Galactic Cosmic Ray Origins and OB Associations: Evidence from SuperTIGER Observations of Elements $_{26}$Fe through $_{40}$Zr

TL;DR

This study measures elemental abundances of cosmic rays from iron to zirconium using SuperTIGER, supporting a mixed origin model involving massive star material and interstellar medium, with evidence of preferential acceleration based on element properties.

Contribution

First direct measurements of elements $_{26}$Fe to $_{40}$Zr in cosmic rays, revealing details about their origin and acceleration mechanisms.

Findings

Cosmic-ray source material is a mixture of ~19% massive star material and ~81% interstellar medium.
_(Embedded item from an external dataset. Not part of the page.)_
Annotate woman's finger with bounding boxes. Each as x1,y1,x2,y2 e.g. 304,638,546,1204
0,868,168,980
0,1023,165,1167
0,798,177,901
Refractory elements are accelerated about 4 times more than volatile elements.

Both refractory and volatile elements show a mass-dependent enhancement with similar slopes.

Abstract

We report abundances of elements from $_{26}$Fe to $_{40}$Zr in the cosmic radiation measured by the SuperTIGER (Trans-Iron Galactic Element Recorder) instrument during 55 days of exposure on a long-duration balloon flight over Antarctica. These observations resolve elemental abundances in this charge range with single-element resolution and good statistics. These results support a model of cosmic-ray origin in which the source material consists of a mixture of 19$^{+11}_{-6}$\% material from massive stars and $\sim$81\% normal interstellar medium (ISM) material with solar system abundances. The results also show a preferential acceleration of refractory elements (found in interstellar dust grains) by a factor of $\sim$4 over volatile elements (found in interstellar gas) ordered by atomic mass (A). Both the refractory and volatile elements show a mass-dependent enhancement with similar slopes.